BLOG: IN FOCUS – Family pride
SOMETIMES this job has its perks, as I was reminded this week when I was invited behind the scenes at Bristol Zoo to meet Kamran and Ketan – the two new lion cubs being hand-reared by keepers out of sight of visitors.
There was a slight groundhog day to feel to the job, because back in April 2011 I had visited the zoo to meet Kalyana and Jayendra, the cubs' older brother and sister.
Lynsey Bugg, assistant curator of mammals, was able to tell me about the older cubs' progress – not so much cubs now, with the female, now at Helsinki Zoo, having already bred, while the male is enjoying a new life at Edinburgh Zoo.
The Asiatic lions are a criticially endangered species, with only 400 wild Asiatic lions in the wild, in an area of India's Gir Forest roughly the size of the New Forest.

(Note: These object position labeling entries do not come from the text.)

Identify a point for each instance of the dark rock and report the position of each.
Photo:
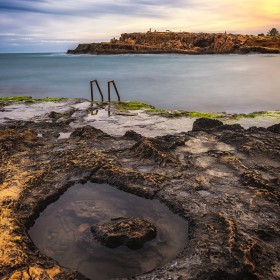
(254, 129)
(88, 132)
(132, 232)
(132, 135)
(274, 128)
(205, 124)
(231, 127)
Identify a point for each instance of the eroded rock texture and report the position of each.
(132, 232)
(224, 181)
(183, 42)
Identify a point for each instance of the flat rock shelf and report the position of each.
(63, 232)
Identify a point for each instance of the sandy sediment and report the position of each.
(223, 179)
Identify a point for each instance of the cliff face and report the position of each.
(182, 42)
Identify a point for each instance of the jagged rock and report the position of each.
(132, 135)
(183, 42)
(132, 232)
(205, 124)
(88, 132)
(274, 128)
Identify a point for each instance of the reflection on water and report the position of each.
(63, 232)
(222, 83)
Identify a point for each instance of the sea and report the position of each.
(210, 83)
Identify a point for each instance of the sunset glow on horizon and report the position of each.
(48, 25)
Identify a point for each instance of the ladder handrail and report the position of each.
(109, 90)
(99, 89)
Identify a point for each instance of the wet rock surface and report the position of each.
(131, 232)
(225, 182)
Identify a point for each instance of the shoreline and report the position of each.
(222, 179)
(182, 42)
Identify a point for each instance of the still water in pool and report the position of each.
(63, 232)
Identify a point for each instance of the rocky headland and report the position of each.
(223, 179)
(182, 43)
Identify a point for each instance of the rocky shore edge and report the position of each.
(182, 43)
(223, 179)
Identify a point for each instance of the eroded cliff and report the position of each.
(182, 42)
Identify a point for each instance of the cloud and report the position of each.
(39, 21)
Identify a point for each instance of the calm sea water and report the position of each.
(231, 83)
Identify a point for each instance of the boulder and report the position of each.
(131, 232)
(274, 128)
(205, 124)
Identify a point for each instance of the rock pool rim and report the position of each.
(162, 215)
(126, 106)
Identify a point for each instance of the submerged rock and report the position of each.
(274, 128)
(132, 232)
(205, 124)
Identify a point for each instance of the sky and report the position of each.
(58, 25)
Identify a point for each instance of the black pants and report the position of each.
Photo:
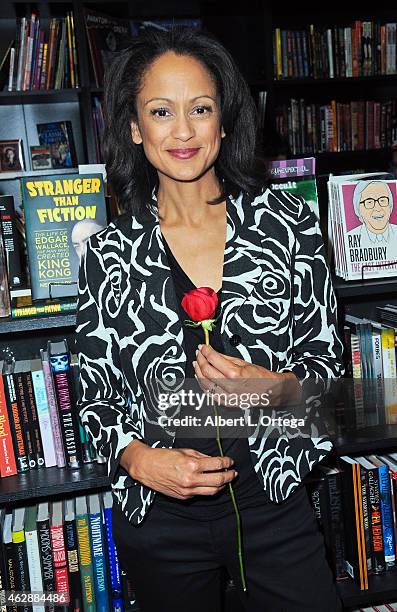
(176, 563)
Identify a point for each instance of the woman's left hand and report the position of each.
(233, 375)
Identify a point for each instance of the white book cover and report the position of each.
(33, 553)
(369, 217)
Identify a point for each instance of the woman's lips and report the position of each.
(183, 153)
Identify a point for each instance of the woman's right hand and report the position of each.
(177, 472)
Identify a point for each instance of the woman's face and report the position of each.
(178, 117)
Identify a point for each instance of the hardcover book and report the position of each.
(58, 138)
(61, 213)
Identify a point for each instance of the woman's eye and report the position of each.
(203, 110)
(159, 112)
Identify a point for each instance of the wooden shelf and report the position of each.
(350, 289)
(382, 588)
(8, 326)
(389, 79)
(6, 176)
(39, 96)
(44, 483)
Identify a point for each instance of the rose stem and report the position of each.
(218, 439)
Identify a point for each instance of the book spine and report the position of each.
(8, 466)
(114, 565)
(73, 565)
(44, 418)
(59, 560)
(52, 406)
(378, 557)
(25, 418)
(37, 441)
(99, 561)
(46, 558)
(86, 567)
(11, 571)
(366, 517)
(387, 516)
(21, 566)
(67, 416)
(33, 555)
(19, 442)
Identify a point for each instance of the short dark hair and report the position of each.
(131, 176)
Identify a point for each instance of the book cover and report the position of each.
(11, 240)
(85, 555)
(116, 591)
(58, 137)
(106, 36)
(43, 412)
(8, 466)
(61, 213)
(59, 551)
(33, 553)
(20, 555)
(98, 552)
(58, 353)
(72, 553)
(53, 409)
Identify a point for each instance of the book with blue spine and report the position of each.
(98, 552)
(117, 602)
(386, 510)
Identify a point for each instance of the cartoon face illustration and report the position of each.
(373, 206)
(82, 230)
(59, 363)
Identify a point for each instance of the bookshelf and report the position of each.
(26, 336)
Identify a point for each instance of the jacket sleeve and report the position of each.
(102, 403)
(317, 350)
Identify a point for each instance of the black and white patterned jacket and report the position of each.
(277, 296)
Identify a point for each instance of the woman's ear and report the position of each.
(135, 133)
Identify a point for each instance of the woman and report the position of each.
(180, 155)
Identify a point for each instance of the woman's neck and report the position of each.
(185, 203)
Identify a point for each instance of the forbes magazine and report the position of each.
(61, 212)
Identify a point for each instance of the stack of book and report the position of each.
(358, 125)
(43, 60)
(362, 225)
(364, 48)
(355, 505)
(38, 409)
(65, 551)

Which would explain why such careful precautions are taken with the captive breeding population of just 100 individuals. More than 50 per cent of the population in European zoos are female, so a pair of young males like Kamran and Ketan will be vital to the breeding programme.
But all that seemed to be under threat when their father Kamal, the elderly, and increasingly frail patriarch finally had to be euthanased in November at the age of 18 – just 12 days after the birth of Kamran and Ketan.

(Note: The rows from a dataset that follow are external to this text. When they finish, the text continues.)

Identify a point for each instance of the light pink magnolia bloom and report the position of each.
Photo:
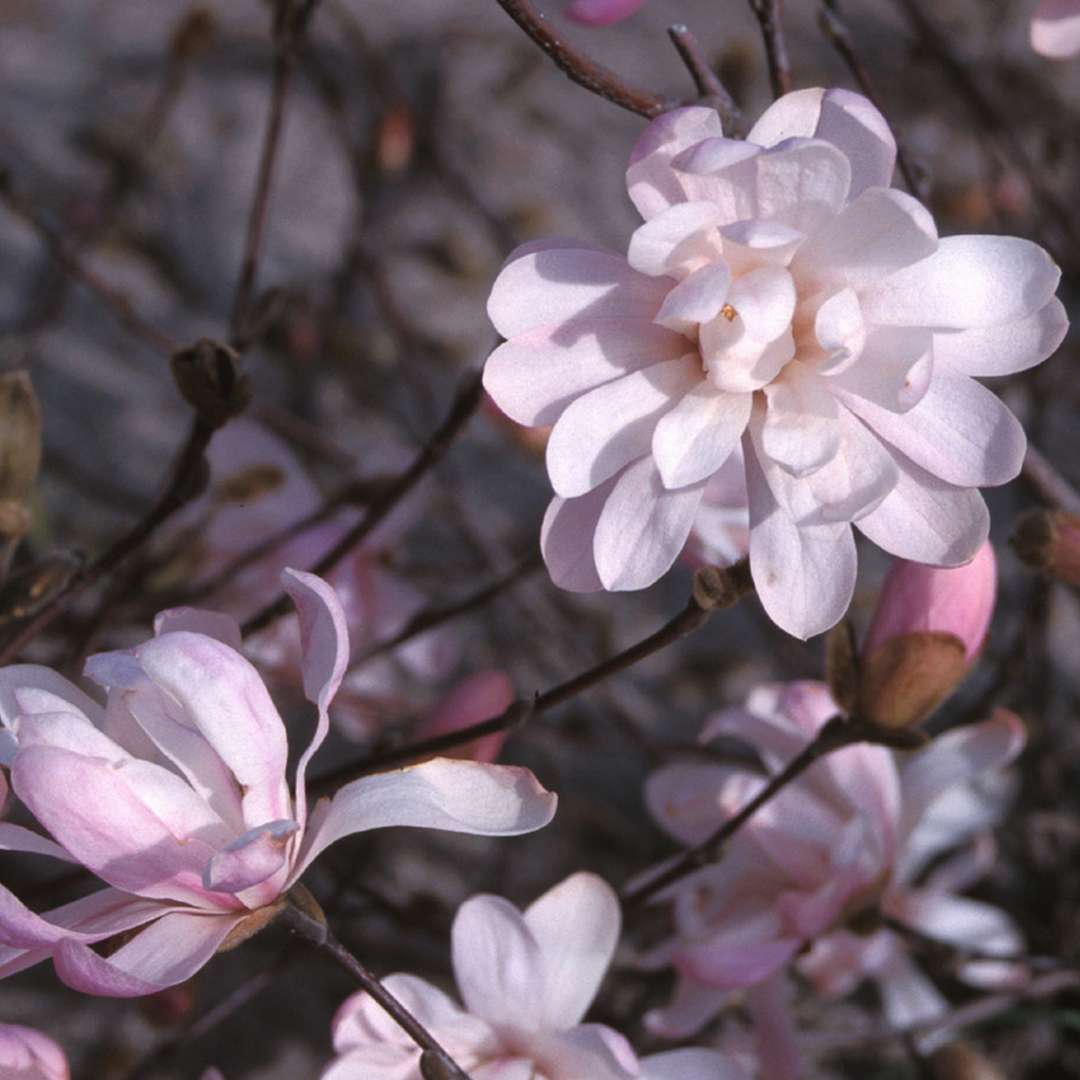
(27, 1054)
(527, 980)
(918, 598)
(1055, 28)
(259, 488)
(853, 835)
(783, 298)
(602, 12)
(175, 796)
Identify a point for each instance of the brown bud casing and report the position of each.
(1050, 540)
(905, 679)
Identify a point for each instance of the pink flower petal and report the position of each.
(847, 120)
(643, 527)
(456, 796)
(576, 926)
(611, 426)
(167, 952)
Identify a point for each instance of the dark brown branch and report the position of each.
(464, 405)
(713, 590)
(111, 298)
(770, 17)
(837, 733)
(437, 615)
(178, 491)
(288, 26)
(711, 91)
(839, 37)
(580, 67)
(319, 935)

Their mother Shiva almost immediately stopped caring for the tiny lion cubs – not, as it's tempting to believe, through sheer grief, but rather through a pragmatic natural instinct.
In the wild, the death of the dominant male inevitably means a new male lion will enter the pride to take charge, and sadly the first thing they do in their new role as top cat, is to systematically kill all the cubs.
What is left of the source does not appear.